01D'où viennent ces données ?
Depuis 2018, toute autorité de certification doit publier chaque certificat qu'elle émet dans des journaux publics et infalsifiables : la Certificate Transparency (CT). Les navigateurs refusent les certificats absents de ces journaux. Résultat : l'historique des certificats de n'importe quel domaine est public — cet outil l'interroge en direct via l'API Cert Spotter.
Usages courants : vérifier qu'un renouvellement a bien eu lieu, surveiller la date d'expiration (première cause de panne « site inaccessible »), détecter un certificat émis à votre insu (compromission ou prestataire trop zélé), ou inventorier les sous-domaines exposés. Pour la partie DNS du domaine, voyez notre test DNS et notre whois.
02Comprendre les résultats
- Émetteur
- L'autorité de certification (CA) qui a signé le certificat : Let's Encrypt, Google Trust Services, Sectigo, DigiCert… Gratuites ou payantes, toutes offrent le même niveau de chiffrement.
- Noms couverts
- Les domaines listés dans le certificat (SAN). Un wildcard *.exemple.fr couvre tous les sous-domaines de premier niveau.
- Expiration
- Au-delà de cette date, les navigateurs affichent une erreur bloquante. Les certificats actuels durent 398 jours maximum ; Let's Encrypt émet pour 90 jours.
- Révoqué
- Le certificat a été invalidé avant son expiration (clé compromise, réémission).
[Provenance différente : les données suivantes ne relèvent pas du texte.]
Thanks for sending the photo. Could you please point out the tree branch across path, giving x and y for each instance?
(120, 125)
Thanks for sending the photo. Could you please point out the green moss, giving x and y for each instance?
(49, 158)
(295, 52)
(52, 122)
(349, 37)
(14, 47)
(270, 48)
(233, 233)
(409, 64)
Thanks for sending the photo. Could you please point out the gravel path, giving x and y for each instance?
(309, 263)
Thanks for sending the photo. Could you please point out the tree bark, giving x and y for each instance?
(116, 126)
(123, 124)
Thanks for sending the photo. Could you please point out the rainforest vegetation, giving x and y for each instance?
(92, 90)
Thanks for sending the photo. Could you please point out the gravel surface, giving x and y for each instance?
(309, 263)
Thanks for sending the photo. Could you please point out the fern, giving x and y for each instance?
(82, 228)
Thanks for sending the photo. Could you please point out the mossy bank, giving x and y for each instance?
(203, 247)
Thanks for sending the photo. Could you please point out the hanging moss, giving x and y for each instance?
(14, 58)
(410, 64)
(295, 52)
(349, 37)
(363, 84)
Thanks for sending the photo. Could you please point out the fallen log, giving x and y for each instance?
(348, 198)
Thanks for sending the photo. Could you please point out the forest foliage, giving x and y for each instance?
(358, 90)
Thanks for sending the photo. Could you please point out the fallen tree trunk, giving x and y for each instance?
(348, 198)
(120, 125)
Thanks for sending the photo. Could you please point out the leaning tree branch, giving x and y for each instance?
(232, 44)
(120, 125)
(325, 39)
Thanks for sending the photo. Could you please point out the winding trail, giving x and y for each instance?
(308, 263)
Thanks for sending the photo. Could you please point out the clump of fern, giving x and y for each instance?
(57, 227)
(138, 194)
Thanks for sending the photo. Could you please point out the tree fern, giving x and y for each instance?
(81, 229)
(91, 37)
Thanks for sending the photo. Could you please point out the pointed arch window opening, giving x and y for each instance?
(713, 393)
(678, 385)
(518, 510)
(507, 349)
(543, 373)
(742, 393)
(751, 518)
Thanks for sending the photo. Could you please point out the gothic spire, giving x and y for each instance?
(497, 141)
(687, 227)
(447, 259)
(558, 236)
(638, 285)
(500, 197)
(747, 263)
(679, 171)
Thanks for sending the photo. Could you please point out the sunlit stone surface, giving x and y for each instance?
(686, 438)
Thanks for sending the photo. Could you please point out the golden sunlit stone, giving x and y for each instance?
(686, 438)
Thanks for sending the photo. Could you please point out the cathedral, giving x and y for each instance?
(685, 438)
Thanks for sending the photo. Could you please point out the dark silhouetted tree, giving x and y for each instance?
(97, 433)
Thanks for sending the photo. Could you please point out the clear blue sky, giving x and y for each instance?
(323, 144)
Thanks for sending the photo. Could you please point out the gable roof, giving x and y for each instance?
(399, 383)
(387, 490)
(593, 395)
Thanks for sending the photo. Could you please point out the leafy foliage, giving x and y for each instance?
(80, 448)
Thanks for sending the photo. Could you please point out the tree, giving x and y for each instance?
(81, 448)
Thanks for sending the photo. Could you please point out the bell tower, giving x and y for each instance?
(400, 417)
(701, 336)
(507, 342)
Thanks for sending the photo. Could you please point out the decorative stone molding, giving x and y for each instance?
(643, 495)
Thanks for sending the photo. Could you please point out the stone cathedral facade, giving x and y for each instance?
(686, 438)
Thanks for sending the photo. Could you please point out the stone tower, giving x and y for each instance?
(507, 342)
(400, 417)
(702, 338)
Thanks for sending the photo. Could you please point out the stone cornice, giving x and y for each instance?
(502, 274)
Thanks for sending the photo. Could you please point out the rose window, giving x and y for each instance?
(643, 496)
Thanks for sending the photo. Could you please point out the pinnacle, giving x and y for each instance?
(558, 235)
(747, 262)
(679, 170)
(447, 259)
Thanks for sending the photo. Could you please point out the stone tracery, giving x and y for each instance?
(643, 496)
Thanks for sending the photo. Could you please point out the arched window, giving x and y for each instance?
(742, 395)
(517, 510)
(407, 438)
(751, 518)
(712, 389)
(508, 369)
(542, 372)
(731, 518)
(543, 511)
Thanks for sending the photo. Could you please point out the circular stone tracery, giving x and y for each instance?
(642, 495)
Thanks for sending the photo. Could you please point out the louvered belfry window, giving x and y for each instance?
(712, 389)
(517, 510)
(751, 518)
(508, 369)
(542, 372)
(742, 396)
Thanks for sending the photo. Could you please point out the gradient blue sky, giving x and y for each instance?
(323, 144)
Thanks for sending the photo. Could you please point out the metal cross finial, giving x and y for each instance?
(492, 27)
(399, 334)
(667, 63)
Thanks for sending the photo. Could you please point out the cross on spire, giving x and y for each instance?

Un certificat révoqué encore en service est un signal d'alerte.
- Doublons
- Un même renouvellement apparaît souvent plusieurs fois : précertificat + certificat final, ou variantes couvrant des noms différents. C'est normal.
03En ligne de commande
La même URL que cette page répond en texte brut (une ligne par certificat), et l'API JSON renvoie la liste structurée (CORS ouvert) — pratique pour alerter avant expiration :
$ curl "its-my-ip.com/tls?domain=exemple.fr" 2026-05-02T09:00:00Z 2026-07-31T09:00:00Z 4d Let's Encrypt exemple.fr,www.exemple.fr $ curl "its-my-ip.com/api/tls?domain=exemple.fr" { "total": 3, "certs": [ { "issuer": "Let's Encrypt", "notAfter": … } ] }
04Questions fréquentes
Pourquoi je vois des certificats que je n'ai jamais demandés ?
Trois causes bénignes couvrent la quasi-totalité des cas : les précertificats (chaque émission apparaît deux fois dans les journaux), les renouvellements automatiques de votre hébergeur ou CDN (Cloudflare, Vercel… émettent pour vous), et les certificats multi-noms où votre domaine figure aux côtés d'autres. Un émetteur que ni vous ni vos prestataires n'utilisez mérite en revanche une vérification.
Comment être alerté avant l'expiration d'un certificat ?
Interrogez l'API JSON de cet outil depuis un cron ou votre supervision et alertez sous 30 jours restants. En pratique, préférez le renouvellement automatique (ACME/certbot, ou celui de votre hébergeur) : l'alerte ne sert alors qu'à détecter les renouvellements qui ont échoué.
La Certificate Transparency expose-t-elle mes sous-domaines « secrets » ?
Oui : tout certificat nommant admin.exemple.fr ou vpn.exemple.fr rend ce nom public à jamais dans les journaux CT. Si un sous-domaine ne doit pas être connu, utilisez un certificat wildcard (*.exemple.fr) qui ne révèle pas les noms individuels — et rappelez-vous qu'un nom caché n'est pas une protection : mettez une vraie authentification devant.
Que faire si mon certificat est expiré ?
Renouvelez-le puis rechargez la configuration du serveur (les certificats sont lus au démarrage). Si vous utilisez certbot, vérifiez le timer de renouvellement (systemctl list-timers) ; derrière un CDN comme Cloudflare, le certificat visible des visiteurs est celui du CDN, renouvelé automatiquement — l'expiration côté origine reste alors invisible mais casse la liaison CDN-origine.
Pourquoi la liste diffère de crt.sh ?
Les deux services lisent les mêmes journaux CT mais présentent différemment : cet outil (via Cert Spotter) regroupe précertificat et certificat final en une « émission » et ne montre par défaut que les certificats non expirés. crt.sh liste chaque entrée brute, historique complet inclus, d'où des volumes bien supérieurs.